The packages used in this project are: Rio: Chan et al. (2021) Readr: Wickham and Hester (2021) Haven: Wickham and Miller (2021)

Abstract

On April 14th, 1912, on its maiden voyage, the Titanic struck an iceberg. Two hours and 40 minutes later, approximately 62% of the passengers perished. Prior research has attempted to determine the characteristics of those who survived the sinking of the Titanic compared to those who died in order to better which attributes were prioritized for determining a life and death situation during that era. The purpose of this study is to further explore the most popular characteristics–class, gender, and age–using descriptive statistics, data visualization, and predictive models (e.g., logistic regression and conditional inference classification trees). Logistic regression results indicate that all three demographic attributes are significant predictors of survival. However, classification tree results suggest that gender had the largest effect on survival, followed subsequently by class.

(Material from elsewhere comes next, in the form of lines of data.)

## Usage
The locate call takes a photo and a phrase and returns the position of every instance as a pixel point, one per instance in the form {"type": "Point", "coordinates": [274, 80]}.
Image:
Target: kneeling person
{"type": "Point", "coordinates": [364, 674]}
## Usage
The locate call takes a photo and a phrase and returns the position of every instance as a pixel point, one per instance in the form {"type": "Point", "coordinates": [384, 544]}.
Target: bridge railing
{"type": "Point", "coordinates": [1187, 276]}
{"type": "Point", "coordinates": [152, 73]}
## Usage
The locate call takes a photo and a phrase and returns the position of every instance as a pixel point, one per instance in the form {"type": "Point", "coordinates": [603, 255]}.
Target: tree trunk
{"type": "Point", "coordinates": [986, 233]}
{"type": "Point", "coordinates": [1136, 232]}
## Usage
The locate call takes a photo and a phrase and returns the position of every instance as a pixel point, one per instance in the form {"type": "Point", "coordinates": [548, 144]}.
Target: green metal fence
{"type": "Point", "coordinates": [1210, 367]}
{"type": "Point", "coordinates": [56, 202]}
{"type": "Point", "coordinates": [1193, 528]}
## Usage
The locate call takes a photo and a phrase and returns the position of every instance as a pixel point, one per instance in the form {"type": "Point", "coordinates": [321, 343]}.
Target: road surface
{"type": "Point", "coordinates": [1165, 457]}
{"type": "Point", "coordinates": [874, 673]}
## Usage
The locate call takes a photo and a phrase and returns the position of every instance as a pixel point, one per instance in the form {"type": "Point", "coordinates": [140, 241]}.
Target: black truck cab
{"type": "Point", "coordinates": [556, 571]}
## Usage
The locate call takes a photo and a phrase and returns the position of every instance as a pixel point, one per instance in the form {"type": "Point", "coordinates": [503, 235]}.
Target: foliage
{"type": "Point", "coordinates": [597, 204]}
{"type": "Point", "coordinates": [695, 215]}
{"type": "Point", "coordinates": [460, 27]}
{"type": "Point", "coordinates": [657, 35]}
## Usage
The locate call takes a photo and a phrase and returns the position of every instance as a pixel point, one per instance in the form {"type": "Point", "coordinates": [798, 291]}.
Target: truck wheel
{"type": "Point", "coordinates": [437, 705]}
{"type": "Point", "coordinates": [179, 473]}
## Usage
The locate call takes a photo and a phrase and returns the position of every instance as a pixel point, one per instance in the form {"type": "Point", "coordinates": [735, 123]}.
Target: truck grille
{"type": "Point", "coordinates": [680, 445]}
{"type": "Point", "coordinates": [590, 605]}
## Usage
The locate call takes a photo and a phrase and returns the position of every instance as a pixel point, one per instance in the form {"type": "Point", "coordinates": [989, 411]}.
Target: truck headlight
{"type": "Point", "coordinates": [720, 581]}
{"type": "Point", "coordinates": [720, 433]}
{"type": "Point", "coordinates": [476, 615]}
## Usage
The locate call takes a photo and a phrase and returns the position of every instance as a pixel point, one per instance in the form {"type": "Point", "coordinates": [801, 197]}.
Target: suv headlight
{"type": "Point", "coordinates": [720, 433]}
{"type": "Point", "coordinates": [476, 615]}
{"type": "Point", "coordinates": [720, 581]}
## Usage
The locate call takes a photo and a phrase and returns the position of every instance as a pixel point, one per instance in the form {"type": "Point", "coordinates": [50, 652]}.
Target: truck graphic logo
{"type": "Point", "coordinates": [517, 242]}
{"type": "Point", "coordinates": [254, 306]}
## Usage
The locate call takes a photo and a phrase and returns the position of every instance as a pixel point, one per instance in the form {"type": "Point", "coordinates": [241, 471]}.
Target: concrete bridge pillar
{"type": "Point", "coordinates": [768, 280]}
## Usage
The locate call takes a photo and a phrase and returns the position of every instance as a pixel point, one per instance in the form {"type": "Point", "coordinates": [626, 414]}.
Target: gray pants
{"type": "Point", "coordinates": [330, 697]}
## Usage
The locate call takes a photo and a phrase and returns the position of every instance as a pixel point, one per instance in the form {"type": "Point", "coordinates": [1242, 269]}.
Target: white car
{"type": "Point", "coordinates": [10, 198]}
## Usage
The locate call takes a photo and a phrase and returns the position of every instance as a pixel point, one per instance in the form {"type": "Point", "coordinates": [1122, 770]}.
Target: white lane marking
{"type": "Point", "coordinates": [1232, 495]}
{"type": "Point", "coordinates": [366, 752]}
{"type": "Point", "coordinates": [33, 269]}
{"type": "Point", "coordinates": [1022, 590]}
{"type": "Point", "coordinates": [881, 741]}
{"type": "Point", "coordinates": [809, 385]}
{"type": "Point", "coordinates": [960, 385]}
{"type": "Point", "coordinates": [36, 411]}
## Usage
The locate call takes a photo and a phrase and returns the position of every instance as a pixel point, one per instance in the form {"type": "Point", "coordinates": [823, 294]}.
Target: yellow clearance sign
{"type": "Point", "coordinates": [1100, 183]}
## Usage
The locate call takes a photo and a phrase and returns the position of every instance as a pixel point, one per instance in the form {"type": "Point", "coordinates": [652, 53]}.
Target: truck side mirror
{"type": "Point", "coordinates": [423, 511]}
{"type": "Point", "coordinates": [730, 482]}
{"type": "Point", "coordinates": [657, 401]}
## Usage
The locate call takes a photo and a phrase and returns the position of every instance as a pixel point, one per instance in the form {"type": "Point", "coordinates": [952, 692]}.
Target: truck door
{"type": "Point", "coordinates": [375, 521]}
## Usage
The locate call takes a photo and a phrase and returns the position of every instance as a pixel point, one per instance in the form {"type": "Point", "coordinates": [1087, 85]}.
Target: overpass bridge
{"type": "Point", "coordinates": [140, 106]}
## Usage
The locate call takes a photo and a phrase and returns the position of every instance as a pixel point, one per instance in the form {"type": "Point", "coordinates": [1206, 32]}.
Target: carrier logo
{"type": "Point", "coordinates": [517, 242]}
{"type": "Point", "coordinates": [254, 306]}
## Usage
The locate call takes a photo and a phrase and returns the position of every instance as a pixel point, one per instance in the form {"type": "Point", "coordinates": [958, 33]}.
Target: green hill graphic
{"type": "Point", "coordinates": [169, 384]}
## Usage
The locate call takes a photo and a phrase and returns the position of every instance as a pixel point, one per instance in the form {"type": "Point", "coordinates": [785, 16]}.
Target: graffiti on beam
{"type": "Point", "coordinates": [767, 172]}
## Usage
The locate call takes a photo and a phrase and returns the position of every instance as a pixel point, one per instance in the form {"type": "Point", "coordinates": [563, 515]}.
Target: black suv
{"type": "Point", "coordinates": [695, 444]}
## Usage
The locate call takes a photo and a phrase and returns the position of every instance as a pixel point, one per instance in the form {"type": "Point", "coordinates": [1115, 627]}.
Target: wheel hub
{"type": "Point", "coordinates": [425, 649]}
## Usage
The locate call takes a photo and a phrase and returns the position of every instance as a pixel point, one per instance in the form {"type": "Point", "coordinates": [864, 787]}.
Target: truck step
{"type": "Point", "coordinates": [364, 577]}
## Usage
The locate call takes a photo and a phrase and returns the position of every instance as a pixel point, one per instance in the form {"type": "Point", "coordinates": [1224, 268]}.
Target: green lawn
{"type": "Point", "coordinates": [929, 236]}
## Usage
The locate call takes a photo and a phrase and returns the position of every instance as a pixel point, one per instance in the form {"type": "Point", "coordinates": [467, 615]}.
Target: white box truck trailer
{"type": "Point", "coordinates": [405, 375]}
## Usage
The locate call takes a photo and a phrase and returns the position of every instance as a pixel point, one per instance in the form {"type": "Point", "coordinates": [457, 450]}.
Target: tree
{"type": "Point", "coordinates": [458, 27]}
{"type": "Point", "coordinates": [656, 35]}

Interestingly, age was only a significant differentiating attribute between males.

Introduction

Work in brief statement about class system, passengers, and voyage.

dat %>% 
   group_by(class) %>% 
   summarize(count = n()) %>% 
   mutate(percent = (count/sum(count))*100) %>% 
   adorn_totals() %>%
   kable(caption = "Breakdown of Passengers by Class",
       col.names = c("Class", "Count", "Percent"),
       digits = 2,
       booktabs = TRUE) %>%
  kable_classic(full_width = F, html_font = "Cambria")
Breakdown of Passengers by Class
Class Count Percent
1st Class 324 24.64
2nd Class 284 21.60
3rd Class 707 53.76
Total 1315 100.00

The Titanic was a British cruise liner that featured the most advanced technology available in 1912 but collided with an iceberg just before midnight and sank in the 2-degree Celsius North Atlantic Ocean on its maiden voyage and killed over two-thirds of the passengers and crew onboard (Balakumar et al., 2019; Frey et al., 2011; Hall, 1986). There are many documented factors that contributed to so many of the passengers and crew perishing on the Titanic. There were not enough lifeboats on board. The Titanic included twenty lifeboats which was only enough room for 52% of passengers on board at that time (Frey et al., 2011; Hall, 1986; Symanzik et al., 2019) and a portion of lifeboats launched were not full (Frey et al., 2011; Symanzik et al., 2019). Those who did not get a seat in a lifeboat were sure to perish due to the frigid ocean temperature (Hall, 1986; Frey et al., 2011) and the lower probability of being saved as it’s reported that partially full lifeboats that were lowered made no attempt to save people from the water (Hall, 1986). In addition to the media created based on the Titanic disaster, there have also been datasets released which provide information about the passengers and crew on the Titanic including their sex, age, nationality, ticket fare, social class, ticket number, passenger or crewmember status, parent status, sibling status, spouse status, and port of embarkation (Balakumar et al., 2019). This has enabled researchers to determine who was on the Titanic and whether any of these variables were significant predictors of survival or death.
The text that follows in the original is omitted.